Watercolor thoughts vol. 392

Nov 16, 2018 19:22

After practicing a bunch last weekend, and sitting back down with MTH's "false start" forest, it occurs to me that even when I see very good watercolors (not mine) next to their originating reference, I still feel a betrayal of reality.

[Useful practical realization 1: Really dark darks, velvety darks, are important to me - and notoriously difficult to achieve in watercolor. (Should I make some indigo?)]

[Practical realization 2: I'm still not waiting long enough for my paper to dry. "Damp, but not glossy." This is a bit tricky when working in artificial light.]

Larger difficulty: I'm still unclear about what I actually want to achieve, aesthetically.
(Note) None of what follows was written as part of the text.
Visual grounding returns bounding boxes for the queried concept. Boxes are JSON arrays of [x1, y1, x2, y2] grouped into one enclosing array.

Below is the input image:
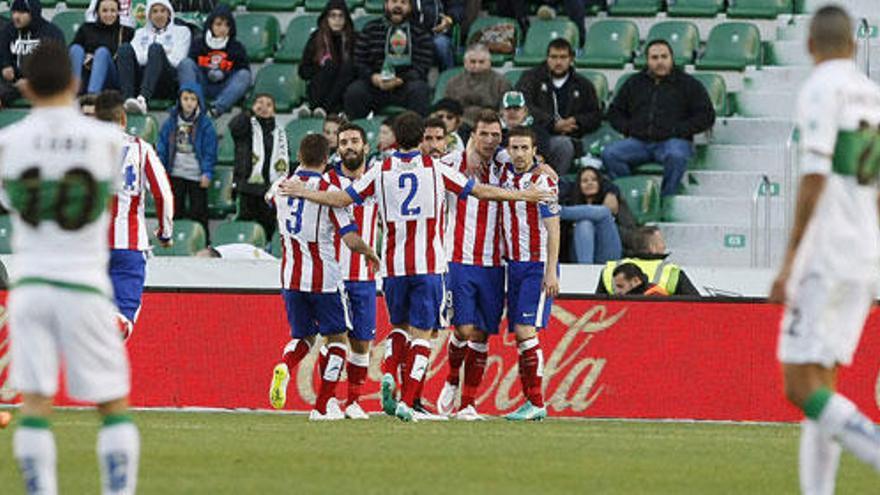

I can say "loose, painterly, and evocative" over and over, but it's clear that part of me rebels still against anything that isn't tight and color-accurate; there will always be at least one axis for me to be disappointed by. And this is the same part of me that wonders if I shouldn't move the goalposts and start experimenting with gouache or acrylic.

[A partial solution: Be very clear about my goals for a piece and in what way I want to fulfill them, before I begin. And, of course, do keep getting better at drawing.]

I am getting much better at values and planning. I wonder if I don't need to adjust my expectations with respect to values, though, given that watercolor does in fact have limitations.